Although a few lawmakers from both parties, including Rep. Annette Polly Williams (D-Milwaukee) and Rep. Glen Grothman (R-West Bend), said they would not support the compromise, Gard and Doyle said they are confident that the package will make it through the Legislature.
The deal would:
Increase the cap on the Milwaukee Parental Choice Program by 7,500 students, to a total of about 22,500.
Increase funding for a class-size reduction program called SAGE by $25 million statewide, about $8 million of which will go to the Milwaukee Public Schools.
Require all schools participating in the program to get accreditation from an outside group, such as the Wisconsin North Central Association, the Wisconsin Religious and Independent Schools organization, or Marquette University’s Institute for the Transformation of Learning.
Require all voucher schools to administer a standardized test and report the scores for use in a proposed longitudinal study of the program.
Change the eligibility requirements so students can remain in the program if their family income rises somewhat above the current limit, and eliminate the requirement that a student can participate only if they attended an MPS school the prior year.
The choice program allows low-income families to send their kids to private schools using state-funded tuition vouchers. If the package becomes law, it would ensure stability in the distinctive and still-controversial program for several years. The program has already hit its cap of about 15,000 students.
Doyle said he and Gard "worked through some very difficult issues to come to this point." He said the package addresses many of his chief concerns, including greater accountability in the program, making sure current students aren’t kicked out, and some financial relief to public schools in the form of increased SAGE funding.
Gard called the compromise an expansion of "hope and opportunity."
We both "gave on things to try to help find the greater good," he added.
Failing to reach a compromise would have been a political liability for both, given that thousands of families might have been kicked out of their current schools, and some long-established schools would likely have lost dozens, if not hundreds, of seats.
While Williams, who was instrumental in creating the program more than 15 years ago, and Grothman, both said they would not support the package, other lawmakers from strikingly different political persuasions stood behind Gard and Doyle at the announcement. They included Leah Vukmir (R-Wauwatosa), a consistent advocate for lifting the cap, and Christine Sinicki (D-Milwaukee), who said she supports the package partly because it heightens accountability for voucher schools.

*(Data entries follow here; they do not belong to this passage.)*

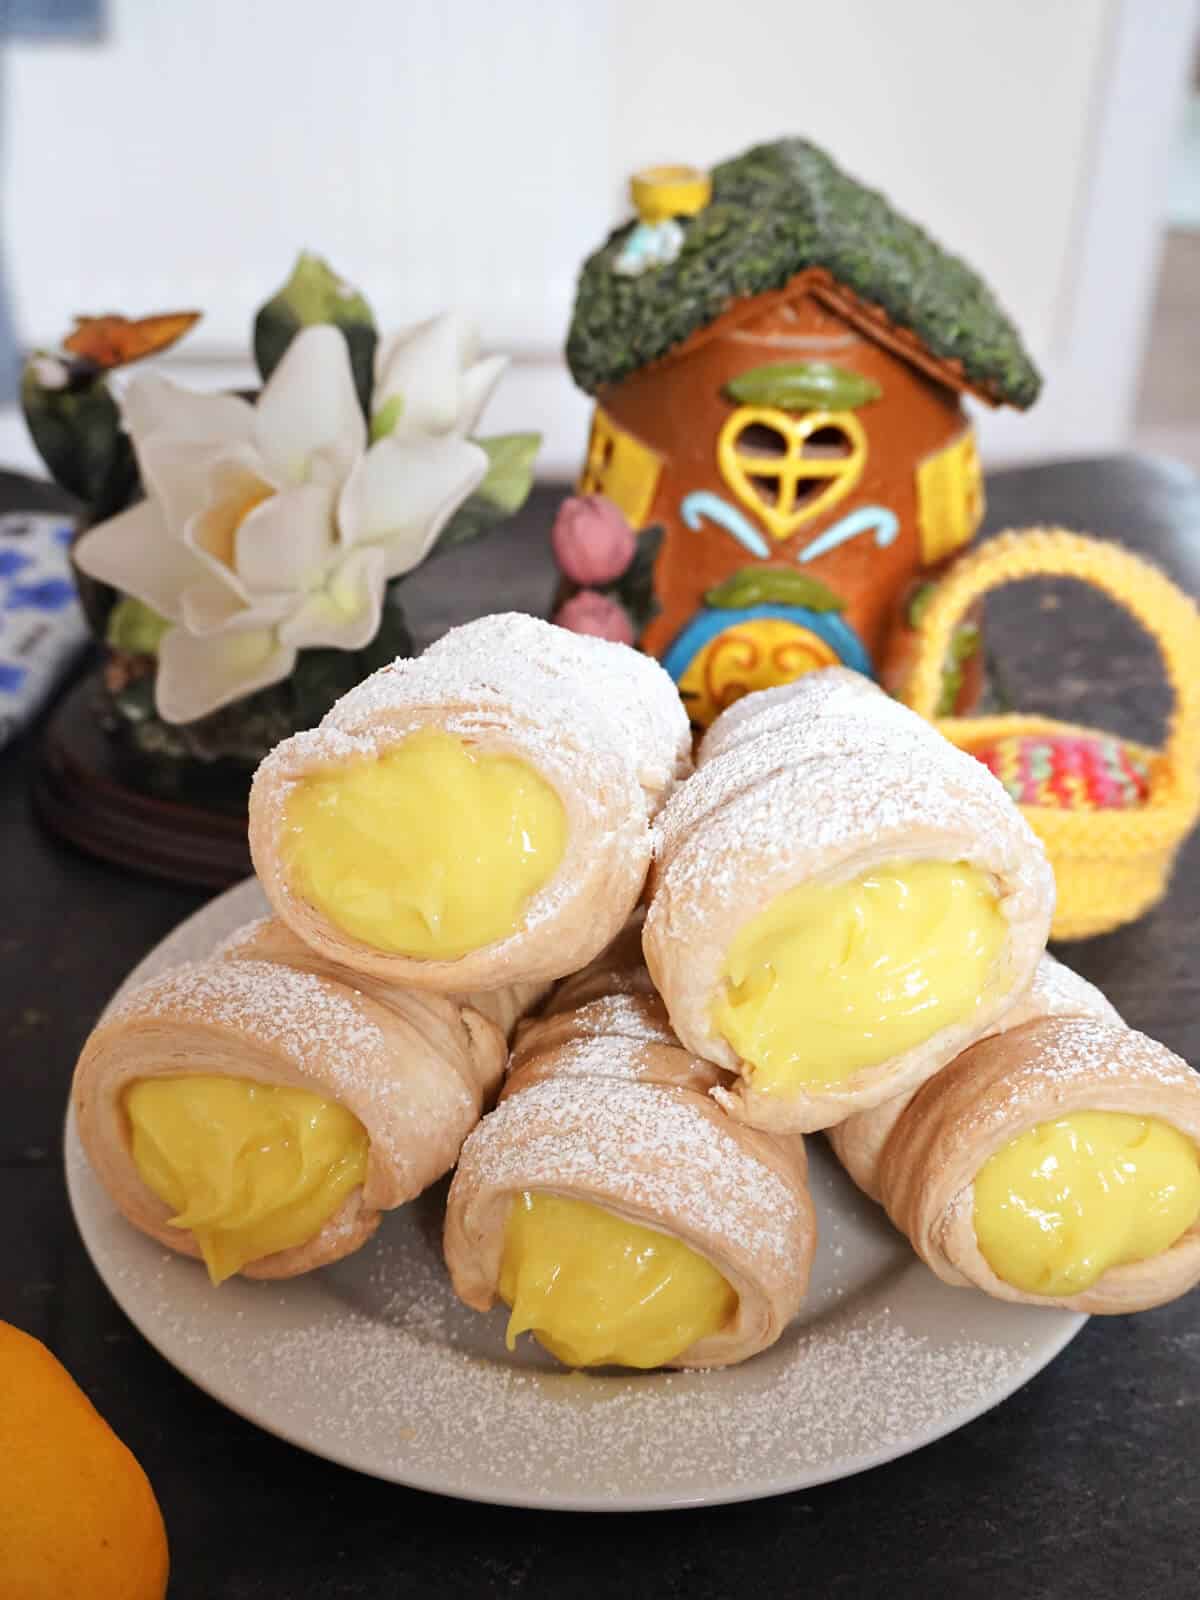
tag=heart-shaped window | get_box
[717,407,867,542]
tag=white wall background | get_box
[1,0,1195,476]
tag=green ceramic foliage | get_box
[705,567,845,612]
[567,138,1040,409]
[434,433,541,553]
[474,434,541,515]
[723,362,881,412]
[20,357,137,518]
[612,525,664,633]
[105,596,169,656]
[118,582,419,765]
[253,252,378,416]
[935,621,982,715]
[906,580,937,629]
[369,394,405,444]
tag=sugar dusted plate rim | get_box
[65,879,1086,1511]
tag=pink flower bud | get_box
[550,494,637,585]
[553,588,635,646]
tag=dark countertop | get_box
[2,455,1199,1598]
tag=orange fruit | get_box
[0,1320,169,1599]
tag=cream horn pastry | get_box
[72,916,543,1284]
[444,973,816,1370]
[829,953,1121,1201]
[830,957,1200,1313]
[644,669,1055,1133]
[249,613,691,994]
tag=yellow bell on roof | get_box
[630,165,711,225]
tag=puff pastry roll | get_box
[644,669,1055,1133]
[831,958,1200,1313]
[249,613,690,994]
[72,917,541,1283]
[444,972,816,1370]
[829,953,1121,1201]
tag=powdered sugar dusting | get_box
[90,1190,1050,1504]
[460,1077,803,1272]
[214,916,273,958]
[311,612,689,806]
[428,614,691,792]
[655,672,1048,906]
[944,1015,1200,1161]
[1024,955,1122,1027]
[265,723,376,775]
[995,1017,1196,1102]
[67,1078,1082,1507]
[105,958,388,1087]
[522,1035,652,1083]
[697,667,908,766]
[250,1301,1034,1499]
[660,737,1048,919]
[553,993,675,1047]
[96,956,485,1202]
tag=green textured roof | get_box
[566,138,1040,408]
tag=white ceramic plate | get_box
[66,879,1086,1511]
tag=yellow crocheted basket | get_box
[902,528,1200,942]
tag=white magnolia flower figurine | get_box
[373,312,507,445]
[74,319,503,723]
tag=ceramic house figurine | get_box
[561,139,1040,726]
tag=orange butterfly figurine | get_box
[64,311,202,370]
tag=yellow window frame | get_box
[578,407,663,529]
[916,429,985,565]
[717,406,868,544]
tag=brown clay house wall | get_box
[598,281,970,670]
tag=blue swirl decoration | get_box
[797,504,898,562]
[661,603,873,684]
[680,491,770,558]
[682,492,900,568]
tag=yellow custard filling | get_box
[974,1111,1200,1297]
[711,860,1006,1094]
[125,1076,369,1284]
[282,729,567,959]
[498,1191,737,1369]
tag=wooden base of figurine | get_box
[33,673,252,889]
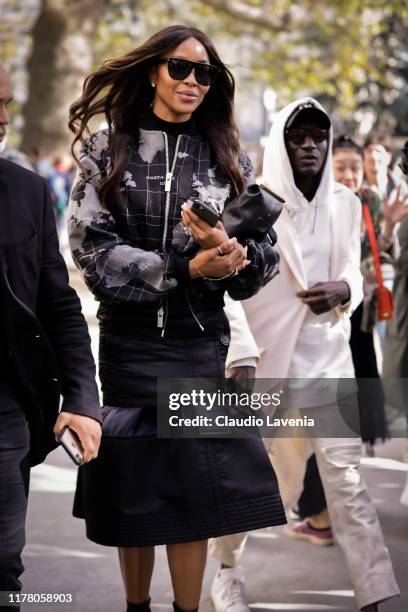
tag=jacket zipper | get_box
[162,132,182,251]
[157,133,182,336]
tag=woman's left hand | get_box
[182,205,229,249]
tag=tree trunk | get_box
[21,0,110,157]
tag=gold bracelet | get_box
[193,262,235,281]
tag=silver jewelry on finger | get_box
[217,246,224,256]
[184,226,192,236]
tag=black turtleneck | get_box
[139,109,199,168]
[139,108,197,138]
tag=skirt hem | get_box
[73,492,286,547]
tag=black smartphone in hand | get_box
[190,200,220,227]
[57,426,84,466]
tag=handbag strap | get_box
[362,201,384,290]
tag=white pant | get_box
[209,437,399,610]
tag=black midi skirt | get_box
[73,318,286,547]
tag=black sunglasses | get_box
[285,127,329,145]
[157,57,220,86]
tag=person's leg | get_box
[297,454,328,521]
[0,387,31,612]
[166,540,208,611]
[208,533,248,568]
[313,437,399,610]
[298,453,331,529]
[298,454,327,519]
[118,547,154,608]
[284,453,333,546]
[306,508,330,529]
[208,534,249,612]
[350,304,388,443]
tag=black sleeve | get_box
[225,233,280,300]
[37,179,101,422]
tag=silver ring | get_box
[184,226,192,236]
[217,246,224,256]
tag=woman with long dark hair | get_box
[68,25,285,612]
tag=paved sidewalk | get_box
[23,449,407,612]
[21,268,407,612]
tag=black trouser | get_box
[297,454,327,520]
[350,303,388,442]
[0,383,30,610]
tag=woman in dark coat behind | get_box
[67,25,285,612]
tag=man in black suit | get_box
[0,65,101,608]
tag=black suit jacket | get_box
[0,158,100,466]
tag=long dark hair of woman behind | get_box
[68,25,244,212]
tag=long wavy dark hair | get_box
[69,25,245,210]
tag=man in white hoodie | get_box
[210,99,399,612]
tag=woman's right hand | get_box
[182,206,229,249]
[189,237,250,279]
[382,185,408,230]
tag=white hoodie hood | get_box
[262,97,334,214]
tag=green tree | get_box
[20,0,112,155]
[1,0,407,154]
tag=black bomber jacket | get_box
[68,121,279,335]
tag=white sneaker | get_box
[210,566,250,612]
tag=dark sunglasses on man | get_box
[157,57,220,86]
[285,127,329,145]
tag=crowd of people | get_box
[0,22,407,612]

Howard Fuller, the director of the Institute for the Transformation of Learning, said the compromise "gives people like me an opportunity to spend time working on improving the schools."
"I feel like now I don’t have to run up to Madison every year."
But two teachers unions - the statewide Wisconsin Education Association Council and the Milwaukee Teachers Education Association - issued a statement saying they don’t support the package since it increases the cap on a program they adamantly oppose.
And Milwaukee Mayor Tom Barrett followed the announcement with his own press conference, where he spoke out against the compromise because it does not provide any property tax relief for Milwaukee taxpayers.